Enforcing your company's expense policy is an essential part of expense processing. Many companies have specific business or division-level guidelines, as well as parameters associated with specific projects or clients. Digital expenses allows organisations to control spending by automating policy enforcement. Out of policy expenses are instantly flagged upon submission, also reducing reimbursement delays due to claims being returned by finance for extra justification.
b. Receipt validation
Receipt validation services. The amount of time lost may sound bleak, but the reality is potentially worse! In our receipt handling facility, our rate of return i.e. receipts we return to our customers’ employees for extra checks, is anywhere between 10 - 60% of total receipts. This does depend on the ‘expenses maturity’ of the business, or how well educated the employees are in terms of what can and can’t be claimed. If your line managers or payroll teams are returning receipts and asking staff to re-submit claims, it’s adding extra time to the already unnecessarily lengthy process.
Common compliance issues with receipts
Employees submitting receipts with no dates or they have scanned the front of the receipt, but actually the date is on the reverse, which they didn’t scan.
We see people submitting receipts via the wrong cost category i.e. claiming an item is entertainment [and not eligible for VAT reclaim] when actually it was a subsistence.

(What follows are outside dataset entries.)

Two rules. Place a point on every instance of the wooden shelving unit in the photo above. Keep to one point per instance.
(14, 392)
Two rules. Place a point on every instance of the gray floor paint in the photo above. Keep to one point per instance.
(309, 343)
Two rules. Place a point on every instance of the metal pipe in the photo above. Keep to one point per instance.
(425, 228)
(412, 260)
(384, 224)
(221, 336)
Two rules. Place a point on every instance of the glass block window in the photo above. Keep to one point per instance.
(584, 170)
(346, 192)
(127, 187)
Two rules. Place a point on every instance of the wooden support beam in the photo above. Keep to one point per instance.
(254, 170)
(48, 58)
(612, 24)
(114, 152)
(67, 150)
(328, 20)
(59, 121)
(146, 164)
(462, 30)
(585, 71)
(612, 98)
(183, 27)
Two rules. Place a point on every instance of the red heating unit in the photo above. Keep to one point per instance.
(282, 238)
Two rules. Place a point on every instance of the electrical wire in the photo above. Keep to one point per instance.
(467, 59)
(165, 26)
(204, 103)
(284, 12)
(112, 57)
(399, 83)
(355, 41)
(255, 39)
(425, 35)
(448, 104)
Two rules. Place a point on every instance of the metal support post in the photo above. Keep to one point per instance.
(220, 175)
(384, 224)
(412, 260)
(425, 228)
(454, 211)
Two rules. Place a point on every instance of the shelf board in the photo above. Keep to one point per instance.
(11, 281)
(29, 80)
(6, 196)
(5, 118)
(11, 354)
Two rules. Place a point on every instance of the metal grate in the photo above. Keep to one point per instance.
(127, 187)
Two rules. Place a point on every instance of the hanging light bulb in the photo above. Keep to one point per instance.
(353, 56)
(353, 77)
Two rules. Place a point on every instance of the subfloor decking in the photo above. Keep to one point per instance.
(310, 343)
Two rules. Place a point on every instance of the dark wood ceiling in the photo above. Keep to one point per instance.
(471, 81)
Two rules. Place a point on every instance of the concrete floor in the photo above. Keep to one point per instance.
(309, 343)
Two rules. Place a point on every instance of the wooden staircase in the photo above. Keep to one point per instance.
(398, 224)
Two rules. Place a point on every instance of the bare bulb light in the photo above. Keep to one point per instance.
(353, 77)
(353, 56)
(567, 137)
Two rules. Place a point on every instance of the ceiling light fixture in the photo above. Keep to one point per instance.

We often see employees ‘cutting off’ the bottom of receipts to hide its true value and attempt an over claim.
Un-common but true!
Here are some less common examples, perhaps some of the worst we have seen, but they serve as a good example of the frustrating challenges your line managers and payroll officers will be dealing with.
Someone recently submitted to us a photo of a coffee cup, as part of their subsistence claim.
Another person took a photo of a parking sign to show – presumably – that he had parked his car for company business.
A third person took a photo of a petrol pump in some failed attempt to make a mileage claim!
Each of those examples were submitted without a receipt, instead using photos of coffee cups, petrol pumps and parking signs – whilst amusing, the time it takes to reconcile these expenses is lengthened.
5. Mobilised workforce
Most organisations have already bought into the benefits of cloud-based applications. With millions of smartphones being used in our global workforce, these same cloud benefits easily extend to mobile devices, including tablets.
Claimants can use their smartphone camera to capture digital photos of their receipts as expenses occur. Approvers can process expense claims without having to be back in the office or near a computer. Mobile expense apps also allow for the capture of mileage, check claim statuses or reconcile corporate card statements.
A mobile workforce is a happier workforce – and more productive too.